Members of the East Greenwich Town Council, all Democrats, spoke in unison Thursday decrying the rioting at and overrunning of the U.S. Capitol Wednesday.
“I was surprised but it wasn’t unexpected,” said Council President Mark Schwager Thursday. “To see it played out was jarring but it was really the logical result of a progression of events that have been unfolding for months.”
Schwager was referring to President Donald Trump’s insistence even before the election that it was “rigged” and afterward his refusal to concede, culminating in his incitement of his supporters Wednesday morning to march on the U.S. Capitol. That march morphed into a riot, followed by an invasion of the capitol building, disrupting the legislators’ certification of President-Elect Joe Biden’s election victory and forcing them, along staffers and reporters, into hiding.
During his remarks Wednesday, Trump said, “You will never take back our country with weakness.”
“Nobody likes to lose but to encourage people to actively break in and disrupt the capitol building is wrong,” said Town Councilor Renu Englehart. “I have no problem with protesting. I do have a problem with them breaking in and vandalizing.”
Councilor Caryn Corenthal offered a vehement, “No!” when asked if she was surprised by what transpired at the Capitol Wednesday. “He warned you about it. Trump kept saying watch out for Jan. 6.”
Corenthal said what she was surprised by was the unpreparedness of the Capitol police.
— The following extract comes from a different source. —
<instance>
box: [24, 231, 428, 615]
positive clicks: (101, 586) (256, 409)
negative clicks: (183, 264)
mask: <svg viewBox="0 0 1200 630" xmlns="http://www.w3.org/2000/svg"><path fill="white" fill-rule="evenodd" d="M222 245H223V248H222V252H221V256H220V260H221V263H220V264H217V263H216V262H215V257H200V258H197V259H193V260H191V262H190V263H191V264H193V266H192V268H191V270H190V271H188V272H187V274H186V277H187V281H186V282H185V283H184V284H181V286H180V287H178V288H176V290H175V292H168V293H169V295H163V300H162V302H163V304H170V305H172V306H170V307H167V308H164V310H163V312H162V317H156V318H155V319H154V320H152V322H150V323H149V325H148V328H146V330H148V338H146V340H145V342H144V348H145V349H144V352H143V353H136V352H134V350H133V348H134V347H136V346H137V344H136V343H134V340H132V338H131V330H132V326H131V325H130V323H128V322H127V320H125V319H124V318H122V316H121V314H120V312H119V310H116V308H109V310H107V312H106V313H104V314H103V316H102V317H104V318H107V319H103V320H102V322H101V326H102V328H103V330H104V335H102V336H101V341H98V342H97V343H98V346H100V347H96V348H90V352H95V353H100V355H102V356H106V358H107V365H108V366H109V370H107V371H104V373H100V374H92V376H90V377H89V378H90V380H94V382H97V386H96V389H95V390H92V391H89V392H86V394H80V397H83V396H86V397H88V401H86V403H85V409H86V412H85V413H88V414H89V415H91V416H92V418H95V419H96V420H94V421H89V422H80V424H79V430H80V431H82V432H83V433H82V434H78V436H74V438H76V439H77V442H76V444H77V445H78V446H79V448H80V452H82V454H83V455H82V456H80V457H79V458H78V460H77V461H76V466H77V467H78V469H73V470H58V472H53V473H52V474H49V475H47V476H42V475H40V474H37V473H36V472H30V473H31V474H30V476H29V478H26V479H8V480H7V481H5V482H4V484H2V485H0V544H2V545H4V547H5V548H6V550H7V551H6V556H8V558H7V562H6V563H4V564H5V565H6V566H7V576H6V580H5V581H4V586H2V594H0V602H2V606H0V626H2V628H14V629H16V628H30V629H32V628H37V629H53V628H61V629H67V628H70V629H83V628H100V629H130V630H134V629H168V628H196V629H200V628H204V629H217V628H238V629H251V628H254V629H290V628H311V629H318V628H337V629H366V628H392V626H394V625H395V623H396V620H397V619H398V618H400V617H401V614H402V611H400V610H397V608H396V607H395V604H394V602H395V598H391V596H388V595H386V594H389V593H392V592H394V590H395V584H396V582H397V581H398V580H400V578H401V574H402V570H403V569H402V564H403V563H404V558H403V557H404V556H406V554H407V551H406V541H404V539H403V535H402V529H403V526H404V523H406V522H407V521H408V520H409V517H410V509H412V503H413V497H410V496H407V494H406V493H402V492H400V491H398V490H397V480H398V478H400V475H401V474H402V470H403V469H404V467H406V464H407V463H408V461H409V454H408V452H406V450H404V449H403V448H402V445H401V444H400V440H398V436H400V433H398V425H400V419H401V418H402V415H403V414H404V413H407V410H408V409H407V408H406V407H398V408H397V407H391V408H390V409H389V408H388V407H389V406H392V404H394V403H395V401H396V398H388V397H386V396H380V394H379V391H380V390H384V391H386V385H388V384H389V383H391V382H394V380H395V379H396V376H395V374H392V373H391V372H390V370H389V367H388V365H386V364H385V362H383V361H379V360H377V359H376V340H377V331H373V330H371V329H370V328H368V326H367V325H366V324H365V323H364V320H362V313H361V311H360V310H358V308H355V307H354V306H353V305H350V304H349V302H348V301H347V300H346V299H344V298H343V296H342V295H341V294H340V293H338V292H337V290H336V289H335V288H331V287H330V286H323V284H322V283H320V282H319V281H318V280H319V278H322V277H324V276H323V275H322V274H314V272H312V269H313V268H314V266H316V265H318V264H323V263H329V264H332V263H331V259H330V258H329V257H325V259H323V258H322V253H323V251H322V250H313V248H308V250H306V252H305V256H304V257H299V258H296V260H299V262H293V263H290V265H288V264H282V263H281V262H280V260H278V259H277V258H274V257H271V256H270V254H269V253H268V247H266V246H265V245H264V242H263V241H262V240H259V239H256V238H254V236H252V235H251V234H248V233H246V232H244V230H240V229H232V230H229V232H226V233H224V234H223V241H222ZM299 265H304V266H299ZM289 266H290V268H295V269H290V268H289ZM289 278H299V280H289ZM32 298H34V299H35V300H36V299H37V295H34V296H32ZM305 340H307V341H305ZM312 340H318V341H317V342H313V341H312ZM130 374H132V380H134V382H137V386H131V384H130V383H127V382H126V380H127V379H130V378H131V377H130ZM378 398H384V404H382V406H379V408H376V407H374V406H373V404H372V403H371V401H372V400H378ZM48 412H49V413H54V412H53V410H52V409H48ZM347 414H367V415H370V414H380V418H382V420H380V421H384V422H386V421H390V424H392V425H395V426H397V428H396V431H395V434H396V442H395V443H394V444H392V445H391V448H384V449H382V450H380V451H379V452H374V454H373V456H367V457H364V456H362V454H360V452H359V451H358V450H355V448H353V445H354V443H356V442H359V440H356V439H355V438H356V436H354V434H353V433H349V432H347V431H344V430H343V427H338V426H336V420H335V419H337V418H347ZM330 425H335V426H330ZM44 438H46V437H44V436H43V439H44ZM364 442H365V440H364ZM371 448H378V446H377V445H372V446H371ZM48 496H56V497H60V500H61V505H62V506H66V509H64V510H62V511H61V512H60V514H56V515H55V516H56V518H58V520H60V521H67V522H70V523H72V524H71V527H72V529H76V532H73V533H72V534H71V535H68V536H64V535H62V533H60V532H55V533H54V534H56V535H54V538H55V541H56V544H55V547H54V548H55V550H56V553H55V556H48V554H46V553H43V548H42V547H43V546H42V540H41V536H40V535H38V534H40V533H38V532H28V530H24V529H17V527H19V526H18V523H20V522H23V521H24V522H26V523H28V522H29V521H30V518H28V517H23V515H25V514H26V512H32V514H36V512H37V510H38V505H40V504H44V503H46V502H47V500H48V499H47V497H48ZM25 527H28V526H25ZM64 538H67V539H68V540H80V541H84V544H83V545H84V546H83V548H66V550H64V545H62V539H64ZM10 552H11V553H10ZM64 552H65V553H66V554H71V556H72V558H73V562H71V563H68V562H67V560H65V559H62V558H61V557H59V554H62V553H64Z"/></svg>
The head of the Capitol police resigned Thursday.
Councilor Mike Zarrella said he thought what happened was surprising but predictable.
“It’s surprising he would go this low but certainly not unforeseeable,” Zarrella said of President Trump’s actions.
“I really don’t understand why he would encourage them to behave like that,” said Englehart of the president. “That was stunning to watch on TV.”
Town Council Vice President Mike Donegan said there needed to be consequences for what happened.
“How do we prevent this on Inauguration Day?” he said, referring to Jan. 20, when Biden will be sworn in as the 46th president. “He will not go quietly and honorably so what do we need to do to protect the country?”
Donegan said he knew there was not enough time to get through a second Trump impeachment trial but that the deterrent factor was important to consider.
“I believe it furthers the goal of general deterrence as our democracy tries to repair itself going forward,” he said.
Englehart said she wasn’t sure it was “worth it” to pursue impeachment. “I think we need to get past this president and move on to the things that can actually make this country better.”
Zarrella, alternatively, said, “100 percent [Trump] should be impeached,” adding, “he orchestrated an attack on the U.S. so he could retain power.”
There are no elected Republican officials in East Greenwich currently. Former Town Council president Sue Cienki heads the state Republican Party. She retweeted a tweet by the Republican National Committee Wednesday that condemned the violence in the U.S. Capitol.